Saturday 30 July 2011

A Game of Thrones, by George R.R. Martin

I am, of course, one of the innumerable people who came to this book on the back of the highly successful big-budget HBO television series, which propelled the genre novel to the top of the New York Times bestsellers list this month, fifteen years after it was originally published. Despite my mother lapping up this sort of book and having an immense collection of fantasy books, I had never even heard of the series or George R.R. Martin until the televised version – and then fell in love with his world, the characters and the slick, fast-paced dramatic developments.

As the series left its audience hankering for more, I decided to delve into the books so that I could find out what happens sooner. I took my time reading this rather than devouring it quickly – after all, it was a story that I already knew, and the adaptation was mostly very faithful – and to my surprise, found it a book I wouldn’t have particularly liked.

I don’t usually have the problem of much preferring the first media I come into contact with over other versions, and I don’t think that is the case here.
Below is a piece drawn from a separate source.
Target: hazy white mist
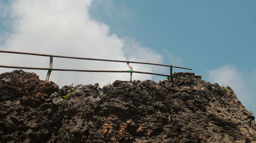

I don’t think I like the television version more than the book because I saw it first: I think I prefer it because, extreme rarity though it may be (not counting things like Twilight or The Da Vinci Code, which are abysmal books and slightly less abysmal films), I think it simply tells the story better than the written version.

You see, in the book, the prose style doesn’t sit well with me. Martin is clumsy and makes odd pacing decisions – for example, right at the dramatic climax of the action, he has Bran sit through a history of magical pygmies who lived in the lands before human beings. His imagery is mostly turgid and obvious, and one of the only times he comes up with a really lovely image – wind blowing snow from mountain tops resembling banners – he then reuses it a few pages later. He seems to discover certain words late into the writing process and then cram them in over and over again before the book ends, notably ‘whickering’ and ‘crenels’, which he uses far too much towards the end, especially when he really means ‘merlons’ or would be better-off using that word. I can forgive Americanisms like ‘real’ for ‘really’ and ‘butt’ in a medieval-style fantasy – after all, it’s an imagined world – but have to agree with one reviewer of the TV series who suggested Martin should have thought twice about calling a character in a world based on England ‘Shagga’.

Whoever made the decision to age up all the younger cast members in the book made an extremely good decision. Martin has said that he wanted to reference how fast the young had to grow up in medieval times, but a fifteen-year-old is still a fifteen-year-old, and a bit of reading about Galahad soon makes Jon and Robb seem a bit off. Bran similarly acts much more like his age in the television version, and the only ones who seemed to be just right were Sansa and the reprehensible Joffrey.

When it comes to Daenerys, I kept being taken out of the moment to think about the author. This thirteen-year-old may get the best character development in the piece, but with all the nipple-pinching and perfuming of her ‘sex’ and public copulation, the impression of a poor young girl suffering and growing strong after learning to be her own woman and not an object cannot quite overpower the impression of Martin creating the little girl just to be sexualised and abused before she manages to grow to independence – not so much through maturation as necessity and magical contrivance.

I found myself quite enjoying the way certain characters from the HBO version fit my mental images exactly, and some did not. Ned, the three Lannister siblings, King Robert and his councillors were all exactly right, as were more minor characters like Sandor, Samwell and Hodor. Some characters didn’t fit their descriptions at all but still entered my mind because they worked extremely well onscreen, like Catelyn, Bran, Arya, Jorah Mormont and Sansa. Joffrey I found peculiar tension with because the actor looked so like Joffrey should and yet didn’t match the book’s description, so at different points I was picturing him and others the lanky, curly-haired youth I could see in my mind’s eye after the descriptions given by Sansa. Others, especially
those aged up, I didn’t link with the actors at all.

Undeniably, Martin has done an excellent job with characterisation and turning what might have been swords ’n’ sorcery into political intrigue and slow-boiling military campaigns. His depiction of a court full of whispers and spiders is extremely clever. But in book form the things that seemed so clever seemed obvious and predictable – and not just because I knew what would happen in advance.